The revision comes after a reassessment of LVMH's performance, particularly in its Fashion & Leather Goods division, which includes prestigious brands such as Vuitton, Dior, Celine, and Fendi. Initially, a contraction in sales was expected in the first quarter of 2024; however, current projections now indicate a slight expansion. This marks a positive shift in expectations, especially considering the previous quarter's concerns over consumer spending in Western markets.

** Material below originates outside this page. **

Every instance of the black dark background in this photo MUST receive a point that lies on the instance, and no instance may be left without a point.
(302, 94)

The analyst pointed out that the updated Group Organic Sales Growth (OSG) estimate for the first quarter of 2024 has been increased from the earlier prediction of +2.9% to +4.5%. This is notably higher than the Value Added (VA) consensus, which stands at +3.5%. The improved forecast is primarily attributed to the stronger performance anticipated from the key Fashion & Leather Goods division.
Despite some skepticism regarding LVMH's relative performance in the luxury goods sector, where it may not have outperformed all peers, the expectation of a +2% OSG year-over-year for the first quarter of 2024 is seen as a positive indicator. This adjustment is believed to reduce the investment risk associated with LVMH shares.